Irene Montero o cómo la imbecilidad embellece la virtud
No voy a hacer una crítica al uso, porque no voy a hacer una crítica al uso. Este razonamiento, basado en la lógica de la ministra de Igualdad, es la parábola misma de lo absurdo. Resume a la perfección la personalidad de esta súperhembra. A sabiendas del revuelo que el vídeo de su conversación informal ha causado, la mujer del vicepresidente corvo ha intentado limpiar su imagen en una entrevista realizada por el periodista Iñaki López en la Sexta Noche. No sólo no lo ha conseguido, sino que ha muerto fulminada por su propio rayo.
Irene Montero se cree tocada por una varita mágica. Está convencida de estar en posesión de un poder superior que la hace capaz de cambiar la naturaleza misma. Esta infeliz se cree virtuosa. Cuesta creerlo, pero es algo evidente. De ahí saca su fuerza para tanto improperio. Carece de capacidad autocrítica. Es demasiado joven para tener conciencia de lo que está haciendo, y demasiado vieja para modificar ese afecto que siente por el capricho y la vanidad. Su futuro es una pendiente en descenso. Parte de la oscuridad y se va a perder en la oscuridad. No lo voy a decir, porque no lo voy a decir.
En la entrevista en la que se colgó de una saga, la tradición oral de su hombre se adivinaba detrás de cada gesto, de la cadencia de su lenguaje y de las expresiones utilizadas. Siguiendo con mi metáfora, él preparó el nudo atándoselo a fuego lento. Ese amago de dulzura envenenada es monopolio de esta saga. Verla a ella intentando convencer era como verle a él con el pelo suelto y los labios hinchados. Sin embargo, había algo que dolía sobremanera: la expresión del rostro de Irene Montero. Proyectaba tanto odio y tanto dolor, que me ha sobrecogido. Es una mujer perdida por completo, que no sabe en realidad quién es, a dónde va ni cuál es el sendero.

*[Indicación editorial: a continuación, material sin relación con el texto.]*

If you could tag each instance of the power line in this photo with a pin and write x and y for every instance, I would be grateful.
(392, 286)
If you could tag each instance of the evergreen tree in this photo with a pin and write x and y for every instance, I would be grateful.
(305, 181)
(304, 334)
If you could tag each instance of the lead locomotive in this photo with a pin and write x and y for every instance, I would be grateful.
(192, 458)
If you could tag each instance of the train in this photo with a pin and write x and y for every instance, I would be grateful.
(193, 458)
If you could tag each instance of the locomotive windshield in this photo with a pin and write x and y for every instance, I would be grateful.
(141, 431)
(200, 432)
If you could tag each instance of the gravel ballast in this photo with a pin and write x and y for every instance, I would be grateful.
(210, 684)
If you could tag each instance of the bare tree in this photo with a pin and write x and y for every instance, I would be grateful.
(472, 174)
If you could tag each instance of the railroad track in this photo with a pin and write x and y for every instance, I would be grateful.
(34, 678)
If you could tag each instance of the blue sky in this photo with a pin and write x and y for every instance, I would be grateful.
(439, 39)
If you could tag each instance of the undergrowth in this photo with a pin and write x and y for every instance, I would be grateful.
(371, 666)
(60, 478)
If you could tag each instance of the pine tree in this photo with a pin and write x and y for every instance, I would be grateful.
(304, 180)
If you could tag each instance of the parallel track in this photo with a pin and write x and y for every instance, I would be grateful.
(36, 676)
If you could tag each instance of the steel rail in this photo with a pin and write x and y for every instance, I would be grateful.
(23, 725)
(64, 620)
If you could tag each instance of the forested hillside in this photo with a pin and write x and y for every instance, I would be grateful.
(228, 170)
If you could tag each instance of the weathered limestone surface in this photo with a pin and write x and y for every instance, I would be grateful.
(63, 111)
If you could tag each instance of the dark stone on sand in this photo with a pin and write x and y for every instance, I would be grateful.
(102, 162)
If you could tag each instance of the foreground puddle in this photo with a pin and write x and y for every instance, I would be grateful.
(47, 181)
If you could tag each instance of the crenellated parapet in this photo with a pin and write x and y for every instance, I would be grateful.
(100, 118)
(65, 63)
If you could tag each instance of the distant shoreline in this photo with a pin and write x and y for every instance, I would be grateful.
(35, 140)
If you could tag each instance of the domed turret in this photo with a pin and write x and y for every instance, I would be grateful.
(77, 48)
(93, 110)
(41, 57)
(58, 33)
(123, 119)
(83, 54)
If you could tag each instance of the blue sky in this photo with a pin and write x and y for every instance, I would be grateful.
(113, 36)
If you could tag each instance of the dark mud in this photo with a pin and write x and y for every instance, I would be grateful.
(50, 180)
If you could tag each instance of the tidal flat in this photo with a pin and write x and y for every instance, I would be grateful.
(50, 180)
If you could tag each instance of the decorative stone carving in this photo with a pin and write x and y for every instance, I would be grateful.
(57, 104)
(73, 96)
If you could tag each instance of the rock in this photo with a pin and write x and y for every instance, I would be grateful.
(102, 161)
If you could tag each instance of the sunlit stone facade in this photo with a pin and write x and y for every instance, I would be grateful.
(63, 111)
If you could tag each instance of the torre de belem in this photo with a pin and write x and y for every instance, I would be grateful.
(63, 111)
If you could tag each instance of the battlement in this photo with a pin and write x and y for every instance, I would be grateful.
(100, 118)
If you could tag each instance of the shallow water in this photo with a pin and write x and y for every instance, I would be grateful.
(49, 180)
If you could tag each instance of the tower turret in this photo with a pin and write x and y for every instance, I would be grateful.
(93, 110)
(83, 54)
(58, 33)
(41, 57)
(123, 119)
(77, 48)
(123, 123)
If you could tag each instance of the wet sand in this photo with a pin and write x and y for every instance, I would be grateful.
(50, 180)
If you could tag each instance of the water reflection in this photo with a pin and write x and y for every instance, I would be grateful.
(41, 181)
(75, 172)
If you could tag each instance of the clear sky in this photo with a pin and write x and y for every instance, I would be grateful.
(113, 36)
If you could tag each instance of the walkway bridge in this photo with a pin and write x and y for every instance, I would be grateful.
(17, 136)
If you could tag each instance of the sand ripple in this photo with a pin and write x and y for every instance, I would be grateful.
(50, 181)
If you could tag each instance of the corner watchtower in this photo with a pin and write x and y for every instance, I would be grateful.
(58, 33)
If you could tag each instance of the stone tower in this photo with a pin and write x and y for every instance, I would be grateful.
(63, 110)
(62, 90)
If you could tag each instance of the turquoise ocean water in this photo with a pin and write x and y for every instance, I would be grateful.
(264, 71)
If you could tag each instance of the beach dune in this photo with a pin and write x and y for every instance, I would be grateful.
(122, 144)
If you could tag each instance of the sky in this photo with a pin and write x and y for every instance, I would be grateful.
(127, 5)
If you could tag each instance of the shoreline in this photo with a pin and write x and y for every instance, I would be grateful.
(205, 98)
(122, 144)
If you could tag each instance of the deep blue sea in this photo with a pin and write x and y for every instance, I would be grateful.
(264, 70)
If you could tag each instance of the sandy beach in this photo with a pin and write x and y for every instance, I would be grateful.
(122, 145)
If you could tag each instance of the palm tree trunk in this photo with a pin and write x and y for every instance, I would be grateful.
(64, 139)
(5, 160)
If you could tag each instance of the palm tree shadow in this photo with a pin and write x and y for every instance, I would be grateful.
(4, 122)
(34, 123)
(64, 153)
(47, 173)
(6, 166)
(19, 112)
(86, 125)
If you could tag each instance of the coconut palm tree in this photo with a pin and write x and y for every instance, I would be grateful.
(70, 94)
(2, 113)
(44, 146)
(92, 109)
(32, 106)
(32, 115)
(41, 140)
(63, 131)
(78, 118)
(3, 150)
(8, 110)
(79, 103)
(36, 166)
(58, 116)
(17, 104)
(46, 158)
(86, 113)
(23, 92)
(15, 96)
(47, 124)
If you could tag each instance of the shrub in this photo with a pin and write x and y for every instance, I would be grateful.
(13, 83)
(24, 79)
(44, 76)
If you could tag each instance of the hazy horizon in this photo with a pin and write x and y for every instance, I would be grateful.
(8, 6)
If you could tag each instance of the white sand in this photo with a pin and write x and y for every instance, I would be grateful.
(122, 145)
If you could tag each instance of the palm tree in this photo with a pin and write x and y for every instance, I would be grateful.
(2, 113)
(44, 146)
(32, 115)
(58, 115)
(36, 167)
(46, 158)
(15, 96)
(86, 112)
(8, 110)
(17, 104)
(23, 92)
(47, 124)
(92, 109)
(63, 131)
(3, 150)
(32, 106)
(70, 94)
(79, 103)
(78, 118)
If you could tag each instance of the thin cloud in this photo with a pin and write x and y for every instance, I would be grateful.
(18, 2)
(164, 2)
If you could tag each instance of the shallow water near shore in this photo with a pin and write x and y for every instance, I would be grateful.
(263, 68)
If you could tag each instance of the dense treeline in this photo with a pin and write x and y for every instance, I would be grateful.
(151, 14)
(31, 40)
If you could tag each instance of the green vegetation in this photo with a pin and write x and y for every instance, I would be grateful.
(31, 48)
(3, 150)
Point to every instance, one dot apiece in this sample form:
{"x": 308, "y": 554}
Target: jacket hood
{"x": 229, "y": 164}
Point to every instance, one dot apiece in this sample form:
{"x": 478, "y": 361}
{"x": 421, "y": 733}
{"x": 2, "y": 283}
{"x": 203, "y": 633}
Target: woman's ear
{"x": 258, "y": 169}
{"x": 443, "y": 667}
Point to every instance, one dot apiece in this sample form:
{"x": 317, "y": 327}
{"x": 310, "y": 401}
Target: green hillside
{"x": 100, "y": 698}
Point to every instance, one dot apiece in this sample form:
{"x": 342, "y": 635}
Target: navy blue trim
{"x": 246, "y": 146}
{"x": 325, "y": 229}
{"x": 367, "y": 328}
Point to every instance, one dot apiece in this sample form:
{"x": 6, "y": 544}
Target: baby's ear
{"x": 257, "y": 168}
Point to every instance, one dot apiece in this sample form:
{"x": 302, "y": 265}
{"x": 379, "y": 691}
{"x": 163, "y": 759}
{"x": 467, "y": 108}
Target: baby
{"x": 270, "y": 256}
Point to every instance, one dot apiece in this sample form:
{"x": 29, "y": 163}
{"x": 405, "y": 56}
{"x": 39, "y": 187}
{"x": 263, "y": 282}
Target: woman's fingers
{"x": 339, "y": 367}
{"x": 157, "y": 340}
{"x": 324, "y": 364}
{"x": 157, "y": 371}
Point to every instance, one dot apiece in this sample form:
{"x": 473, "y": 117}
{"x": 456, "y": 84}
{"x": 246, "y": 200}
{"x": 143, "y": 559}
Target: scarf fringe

En la entrevista se trataron dos de las cuestiones más polémicas de la actualidad nacional: la destitución del coronel Diego Pérez de los Cobos y el delito magnífico que la implica hasta el cuello en la multitudinaria masacre que supuso la manifestación del 8 de marzo. Tenía una oportunidad de oro para razonar, argumentar y justificar ambas cuestiones. Podía habernos callado a todos, y demostrar que está en posesión de algo de sensatez, de honradez y de cordura. Pero nada de eso, de nuevo sacó la figura decadente de una adolescente frenética y mortífera. A esta mujer le atormenta su propia oscura bestialidad.
Montero no perdió ocasión, eso sí, para aludir a un solo medio de comunicación. De todos los periodistas que hay en España analizándola y evidenciando su extraviada semilla, sólo nombró a uno. No lo voy a decir, porque no lo voy a decir. En ese medio aludido escribo yo, la que firma este texto, y como implicada en su desafío, le devuelvo la taza humeante de zumo. Aunque hundió todo el hierro de su espada hasta las gemas de la empuñadura, no ha habido herida. Nuestra fascinación por el eterno femenino no pasa por tu ministerio.
Ninguna palabra ni ninguna lágrima –detrás de ese gesto, debe haber a manantiales- va a hacer desaparecer el vicio deforme que proclamáis. La política debe ser una ciencia severa. Si uno se equivoca, pide perdón. Si uno se sabe incapaz de acometer una responsabilidad, le honra reconocerlo. Irene Montero celebró el sábado por la noche su propia misa negra. Lo único que quedó evidente en la comparecencia de esta ministra es su padecimiento divino. Me da pereza seguir con la enumeración de un carácter tan pintoresco. Por favor, elecciones ya, terminemos con esto.